Samuel A. Chambers was a 2016 Leverhulme Funded Visiting Professor based in CAPPE. He teaches political theory and cultural politics. He co-edits the journal Contemporary Political Theory and is series co-editor of Routledge's Innovators in Political Theory. His interests are broad and interdisciplinary—ranging from central issues in social and political theory, to engagements with contemporary feminist and queer theory, to contributions to critical television studies. All of his work maintains a core concern with a sort of "glue" that holds together things—e.g., political regimes, sex/gender identities, pedagogical relations—in a way that is neither narrowly political (in the traditional sense of legislation or public policy), nor reductively socio-biological, nor grounded in ethics or morality à la so-called normative political philosophy. His published writings are similarly wide-ranging. He has authored five books, edited four more, and published more than two dozen journal articles, along with numerous chapters and essays. His most recent published books are Bearing Society in Mind: Theories and Politics of the Social Formation, (Rowman & Littlefield International, 2014) and The Lessons of Rancière (Oxford, 2013). His current research project has the working title “How to Be a Capitalist.” While in Brighton Sam will run a number of research seminars, and work with colleagues in reading groups and public lectures.
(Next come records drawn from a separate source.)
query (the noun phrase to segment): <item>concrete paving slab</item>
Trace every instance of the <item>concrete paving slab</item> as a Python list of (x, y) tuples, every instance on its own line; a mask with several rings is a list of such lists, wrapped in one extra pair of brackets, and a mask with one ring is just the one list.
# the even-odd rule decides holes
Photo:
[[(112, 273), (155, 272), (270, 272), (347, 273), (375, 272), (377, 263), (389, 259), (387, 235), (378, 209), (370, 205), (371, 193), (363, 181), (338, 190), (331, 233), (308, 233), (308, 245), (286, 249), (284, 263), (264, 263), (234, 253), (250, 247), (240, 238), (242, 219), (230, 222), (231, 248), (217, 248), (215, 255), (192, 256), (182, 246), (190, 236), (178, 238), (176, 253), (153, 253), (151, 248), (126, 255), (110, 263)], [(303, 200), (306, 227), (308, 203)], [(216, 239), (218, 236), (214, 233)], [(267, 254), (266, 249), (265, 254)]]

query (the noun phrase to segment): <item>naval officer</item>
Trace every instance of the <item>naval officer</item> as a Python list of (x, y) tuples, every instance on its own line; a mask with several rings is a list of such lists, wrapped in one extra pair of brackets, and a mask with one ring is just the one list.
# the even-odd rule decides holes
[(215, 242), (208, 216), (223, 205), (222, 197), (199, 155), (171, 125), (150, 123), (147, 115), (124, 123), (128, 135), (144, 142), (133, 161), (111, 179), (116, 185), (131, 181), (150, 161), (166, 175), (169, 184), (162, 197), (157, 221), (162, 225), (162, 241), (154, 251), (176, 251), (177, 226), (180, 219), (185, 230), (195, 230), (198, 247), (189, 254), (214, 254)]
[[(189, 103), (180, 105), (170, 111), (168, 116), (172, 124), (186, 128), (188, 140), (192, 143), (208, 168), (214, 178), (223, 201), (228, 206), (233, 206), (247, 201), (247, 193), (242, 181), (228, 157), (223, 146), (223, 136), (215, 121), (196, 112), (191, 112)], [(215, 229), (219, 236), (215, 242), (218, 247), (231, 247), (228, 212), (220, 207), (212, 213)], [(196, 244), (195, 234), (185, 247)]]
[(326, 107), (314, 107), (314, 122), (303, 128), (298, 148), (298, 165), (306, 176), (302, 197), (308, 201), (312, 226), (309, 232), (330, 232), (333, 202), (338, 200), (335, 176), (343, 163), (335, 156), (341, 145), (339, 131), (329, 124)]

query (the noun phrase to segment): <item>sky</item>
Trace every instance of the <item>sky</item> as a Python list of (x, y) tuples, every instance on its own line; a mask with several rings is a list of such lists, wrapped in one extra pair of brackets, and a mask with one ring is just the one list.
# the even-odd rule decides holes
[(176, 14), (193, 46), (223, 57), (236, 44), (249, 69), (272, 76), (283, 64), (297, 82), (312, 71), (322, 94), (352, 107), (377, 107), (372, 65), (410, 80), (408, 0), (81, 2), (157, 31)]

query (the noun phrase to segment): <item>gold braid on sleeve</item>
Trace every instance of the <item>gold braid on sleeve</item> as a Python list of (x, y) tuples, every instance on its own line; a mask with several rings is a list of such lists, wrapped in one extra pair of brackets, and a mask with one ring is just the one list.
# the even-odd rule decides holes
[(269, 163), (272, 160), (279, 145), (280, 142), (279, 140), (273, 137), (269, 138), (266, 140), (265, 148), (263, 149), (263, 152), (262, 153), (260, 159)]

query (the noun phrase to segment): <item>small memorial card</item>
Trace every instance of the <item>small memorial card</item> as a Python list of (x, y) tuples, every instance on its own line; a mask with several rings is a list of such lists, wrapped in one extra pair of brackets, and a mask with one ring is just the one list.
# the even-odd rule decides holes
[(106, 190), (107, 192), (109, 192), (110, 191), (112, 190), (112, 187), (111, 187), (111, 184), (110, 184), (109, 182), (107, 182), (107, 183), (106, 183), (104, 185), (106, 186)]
We are particularly pleased to welcome him to Brighton.
Professor Chambers convened the CAPPE reading group Reading Capital, which returned to Marx's original text (as well as Michael Heinreich's seminal introduction to the first three volumes) to consider its relevance and implications in today's political and economic climate.
Professor Chambers hosted three CAPPE workshops on 'The Future of Queer Theory'.
The first session considered canonical arguments of queer theory as presented by David Halperin, Judith Butler, and Michael Warner.
The second session reexamined the notion of 'queer critique' within contemporary theoretical debates.
The final session looked to the future of queer theory by examining recent trends and texts within the field as they relate to current issues about sexuality and gender.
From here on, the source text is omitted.